Embed images and sentences into fixed-length vectors via CLIP
Project description
Embed images and sentences into fixed-length vectors with CLIP
CLIP-as-service is a low-latency high-scalability service for embedding images and text. It can be easily integrated as a microservice into neural search solutions.
⚡ Fast: Serve CLIP models with ONNX runtime and PyTorch JIT with 800QPS[*]. Non-blocking duplex streaming on requests and responses, designed for large data and long-running tasks.

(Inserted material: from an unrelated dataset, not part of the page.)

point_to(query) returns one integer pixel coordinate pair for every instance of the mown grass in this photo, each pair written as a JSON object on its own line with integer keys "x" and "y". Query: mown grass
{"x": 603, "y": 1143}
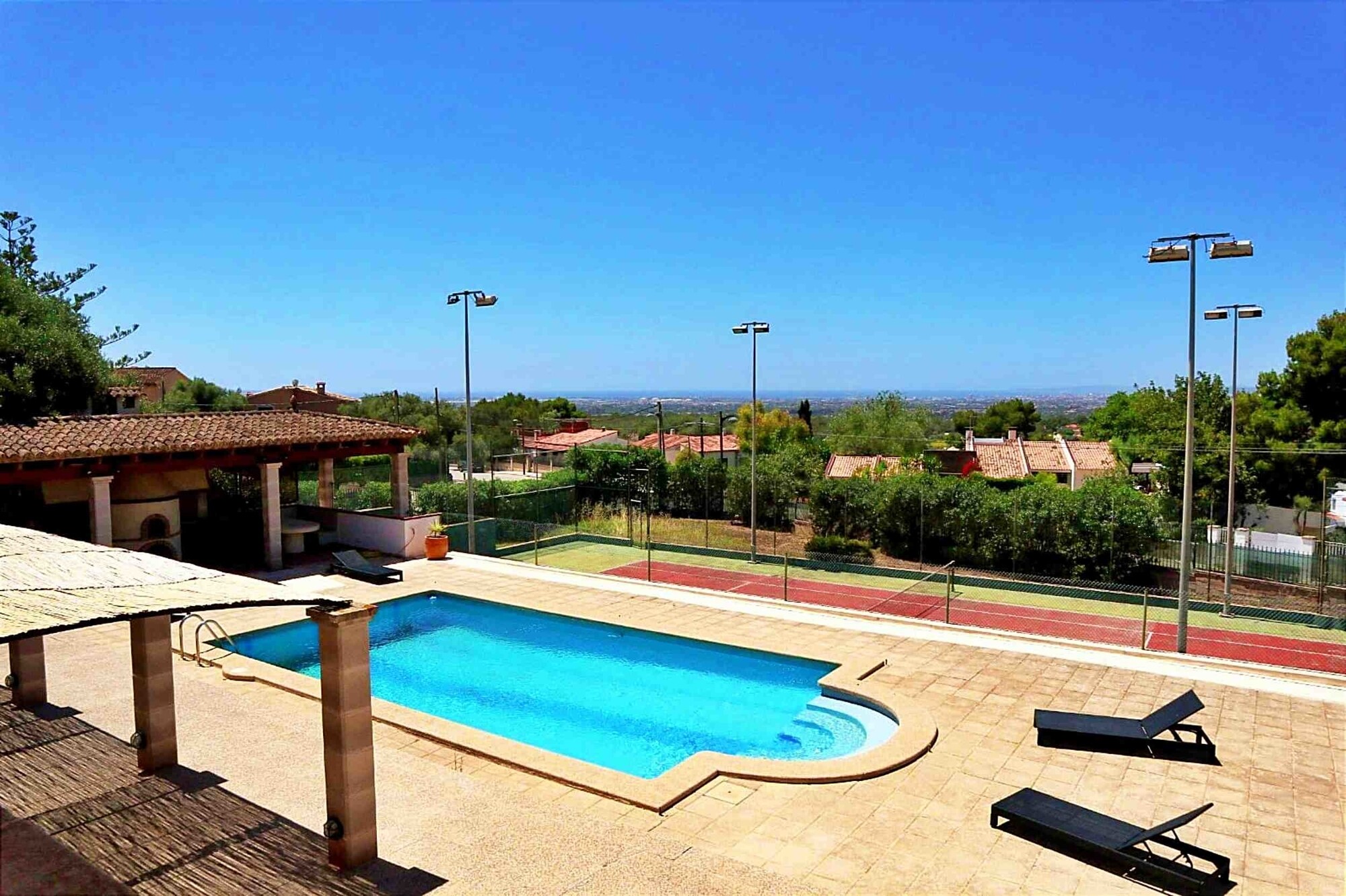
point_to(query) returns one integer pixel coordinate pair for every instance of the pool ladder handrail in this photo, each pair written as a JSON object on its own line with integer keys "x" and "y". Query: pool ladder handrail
{"x": 182, "y": 655}
{"x": 209, "y": 625}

🫐 Elastic: Horizontally scale up and down multiple CLIP models on single GPU, with automatic load balancing.
🐥 Easy-to-use: No learning curve, minimalist design on client and server. Intuitive and consistent API for image and sentence embedding.
👒 Modern: Async client support. Easily switch between gRPC, HTTP, WebSocket protocols with TLS and compression.

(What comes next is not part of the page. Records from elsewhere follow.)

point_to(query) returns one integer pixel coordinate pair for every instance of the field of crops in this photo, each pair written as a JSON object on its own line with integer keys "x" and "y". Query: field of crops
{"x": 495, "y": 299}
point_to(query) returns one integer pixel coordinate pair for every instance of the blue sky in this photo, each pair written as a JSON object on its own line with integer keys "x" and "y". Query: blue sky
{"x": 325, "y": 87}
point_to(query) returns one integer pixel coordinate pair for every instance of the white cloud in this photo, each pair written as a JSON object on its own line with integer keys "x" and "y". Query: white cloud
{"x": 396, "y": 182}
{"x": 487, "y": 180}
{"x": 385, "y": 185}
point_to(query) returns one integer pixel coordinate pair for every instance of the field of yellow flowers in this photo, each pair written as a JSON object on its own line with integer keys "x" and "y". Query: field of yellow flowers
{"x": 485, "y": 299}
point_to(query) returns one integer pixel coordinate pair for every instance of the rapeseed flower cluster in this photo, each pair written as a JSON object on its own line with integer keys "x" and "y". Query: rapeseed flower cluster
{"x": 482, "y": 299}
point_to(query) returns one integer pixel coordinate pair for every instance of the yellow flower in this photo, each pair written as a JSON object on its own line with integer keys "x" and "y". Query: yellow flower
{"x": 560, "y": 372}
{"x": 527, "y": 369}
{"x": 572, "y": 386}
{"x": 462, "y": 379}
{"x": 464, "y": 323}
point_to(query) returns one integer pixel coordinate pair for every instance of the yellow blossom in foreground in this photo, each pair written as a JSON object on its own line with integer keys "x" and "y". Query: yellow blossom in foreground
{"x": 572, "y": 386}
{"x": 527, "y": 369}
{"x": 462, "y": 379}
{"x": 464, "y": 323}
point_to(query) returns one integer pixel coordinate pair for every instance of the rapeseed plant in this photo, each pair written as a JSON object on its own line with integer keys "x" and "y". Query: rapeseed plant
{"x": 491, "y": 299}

🍱 Integration: Smooth integration with neural search ecosystem including Jina and DocArray. Build cross-modal and multi-modal solutions in no time.
[*] with default config (single replica, PyTorch no JIT) on GeForce RTX 3090.
Try it!
curl -X POST http://demo-cas.jina.ai:51001/post -H 'Content-Type: application/json' \
-d '{"data":[{"text": "hello, world!"}, {"uri": "https://clip-as-service.jina.ai/_static/favicon.png" }], "execEndpoint":"/"}'
Documentation
Install
CLIP-as-service consists of two Python packages clip-server
and clip-client
that can be installed independently. Both require Python 3.7+.
Install server
pip install clip-server
To run CLIP model via ONNX (default is via PyTorch):
pip install "clip-server[onnx]"
Install client
pip install clip-client
Quick check
You can run a simple connectivity check after install.

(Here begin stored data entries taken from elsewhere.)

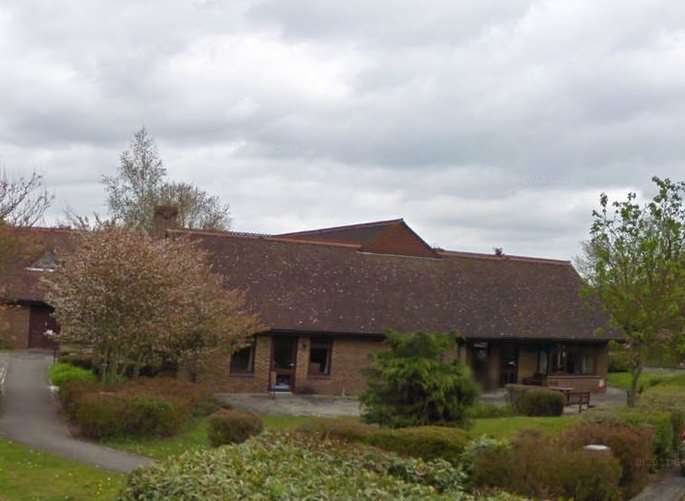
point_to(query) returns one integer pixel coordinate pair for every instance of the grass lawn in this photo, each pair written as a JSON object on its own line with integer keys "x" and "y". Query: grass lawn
{"x": 647, "y": 379}
{"x": 508, "y": 426}
{"x": 27, "y": 474}
{"x": 195, "y": 435}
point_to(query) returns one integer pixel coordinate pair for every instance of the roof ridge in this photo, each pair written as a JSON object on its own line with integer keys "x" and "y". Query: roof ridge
{"x": 505, "y": 257}
{"x": 343, "y": 227}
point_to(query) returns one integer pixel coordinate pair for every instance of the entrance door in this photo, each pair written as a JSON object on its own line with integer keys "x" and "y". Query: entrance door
{"x": 283, "y": 362}
{"x": 509, "y": 367}
{"x": 40, "y": 321}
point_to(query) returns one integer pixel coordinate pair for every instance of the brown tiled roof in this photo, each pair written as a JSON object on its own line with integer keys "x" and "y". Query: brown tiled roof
{"x": 308, "y": 283}
{"x": 318, "y": 286}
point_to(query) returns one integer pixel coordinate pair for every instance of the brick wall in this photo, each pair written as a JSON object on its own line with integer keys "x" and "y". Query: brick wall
{"x": 14, "y": 326}
{"x": 219, "y": 378}
{"x": 349, "y": 357}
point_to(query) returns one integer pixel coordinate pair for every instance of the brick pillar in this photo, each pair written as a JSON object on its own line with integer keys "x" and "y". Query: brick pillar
{"x": 302, "y": 367}
{"x": 262, "y": 362}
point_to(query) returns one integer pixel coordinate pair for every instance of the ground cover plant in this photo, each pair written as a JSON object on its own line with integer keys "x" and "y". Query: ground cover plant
{"x": 26, "y": 474}
{"x": 140, "y": 407}
{"x": 414, "y": 383}
{"x": 62, "y": 372}
{"x": 294, "y": 466}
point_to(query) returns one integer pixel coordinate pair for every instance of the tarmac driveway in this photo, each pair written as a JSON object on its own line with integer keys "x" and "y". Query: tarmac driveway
{"x": 29, "y": 414}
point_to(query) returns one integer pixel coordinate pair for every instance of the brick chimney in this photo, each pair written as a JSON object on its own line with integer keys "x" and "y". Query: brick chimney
{"x": 165, "y": 218}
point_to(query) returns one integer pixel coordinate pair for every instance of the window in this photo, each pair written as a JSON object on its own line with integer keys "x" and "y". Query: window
{"x": 320, "y": 357}
{"x": 572, "y": 360}
{"x": 242, "y": 361}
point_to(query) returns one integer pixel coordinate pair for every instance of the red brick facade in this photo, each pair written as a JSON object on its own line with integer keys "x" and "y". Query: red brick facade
{"x": 349, "y": 356}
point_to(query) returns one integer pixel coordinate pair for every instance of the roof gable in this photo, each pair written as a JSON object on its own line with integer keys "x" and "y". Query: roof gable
{"x": 380, "y": 237}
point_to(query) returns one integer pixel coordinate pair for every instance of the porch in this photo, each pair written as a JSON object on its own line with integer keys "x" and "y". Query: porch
{"x": 580, "y": 366}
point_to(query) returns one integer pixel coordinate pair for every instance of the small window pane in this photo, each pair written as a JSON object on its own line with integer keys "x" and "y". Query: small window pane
{"x": 320, "y": 358}
{"x": 243, "y": 360}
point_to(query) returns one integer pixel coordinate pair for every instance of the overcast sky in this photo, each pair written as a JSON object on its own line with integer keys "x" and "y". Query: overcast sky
{"x": 484, "y": 123}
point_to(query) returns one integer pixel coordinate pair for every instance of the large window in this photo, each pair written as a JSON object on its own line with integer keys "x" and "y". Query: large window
{"x": 242, "y": 361}
{"x": 569, "y": 359}
{"x": 320, "y": 357}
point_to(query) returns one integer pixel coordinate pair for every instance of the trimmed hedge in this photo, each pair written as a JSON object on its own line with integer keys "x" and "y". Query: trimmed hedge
{"x": 534, "y": 467}
{"x": 426, "y": 442}
{"x": 284, "y": 466}
{"x": 233, "y": 427}
{"x": 62, "y": 372}
{"x": 631, "y": 445}
{"x": 539, "y": 402}
{"x": 144, "y": 407}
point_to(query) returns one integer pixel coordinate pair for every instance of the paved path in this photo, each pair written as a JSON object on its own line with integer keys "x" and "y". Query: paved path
{"x": 30, "y": 416}
{"x": 671, "y": 487}
{"x": 293, "y": 405}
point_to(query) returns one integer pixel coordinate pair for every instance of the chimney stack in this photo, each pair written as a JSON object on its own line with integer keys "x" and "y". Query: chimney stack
{"x": 165, "y": 218}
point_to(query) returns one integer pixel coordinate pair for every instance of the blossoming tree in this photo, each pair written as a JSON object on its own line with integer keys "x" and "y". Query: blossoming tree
{"x": 138, "y": 301}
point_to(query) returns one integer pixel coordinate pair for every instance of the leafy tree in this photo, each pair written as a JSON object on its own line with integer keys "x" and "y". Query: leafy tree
{"x": 139, "y": 302}
{"x": 416, "y": 383}
{"x": 634, "y": 264}
{"x": 140, "y": 185}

C/S | Command | Expect output |
---|---|---|
Server |
python -m clip_server
|
|
Client |
from clip_client import Client
c = Client('grpc://0.0.0.0:23456')
c.profile()
|
You can change 0.0.0.0
to the intranet or public IP address to test the connectivity over private and public network.
Demo server
We provide a demo server for you to play with:
from clip_client import Client
c = Client('grpc://demo-cas.jina.ai:51000')
print(c.encode(['First do it', 'then do it right', 'then do it better']))
Get Started
Basic usage
- Start the server:
python -m clip_server
. Remember its address and port. - Create a client:
from clip_client import Client c = Client('grpc://87.105.159.191:51000')
- To get sentence embedding:
r = c.encode(['First do it', 'then do it right', 'then do it better']) print(r.shape) # [3, 512]
- To get image embedding:
r = c.encode(['apple.png', # local image 'https://clip-as-service.jina.ai/_static/favicon.png', # remote image 'data:image/gif;base64,R0lGODlhEAAQAMQAAORHHOVSKudfOulrSOp3WOyDZu6QdvCchPGolfO0o/XBs/fNwfjZ0frl3/zy7////wAAAAAAAAAAAAAAAAAAAAAAAAAAAAAAAAAAAAAAAAAAAAAAAAAAAAAAAAAAAAAAACH5BAkAABAALAAAAAAQABAAAAVVICSOZGlCQAosJ6mu7fiyZeKqNKToQGDsM8hBADgUXoGAiqhSvp5QAnQKGIgUhwFUYLCVDFCrKUE1lBavAViFIDlTImbKC5Gm2hB0SlBCBMQiB0UjIQA7']) # in image URI print(r.shape) # [3, 512]
More comprehensive server and client user guides can be found in the docs.
Text-to-image cross-modal search in 10 lines
Let's build a text-to-image search using CLIP-as-service. Namely, a user can input a sentence and the program returns matching images. We'll use the Totally Looks Like dataset and DocArray package. Note that DocArray is included within clip-client
as an upstream dependency, so you don't need to install it separately.
Load images
First we load images. You can simply pull them from Jina Cloud:
from docarray import DocumentArray
da = DocumentArray.pull('ttl-original', show_progress=True, local_cache=True)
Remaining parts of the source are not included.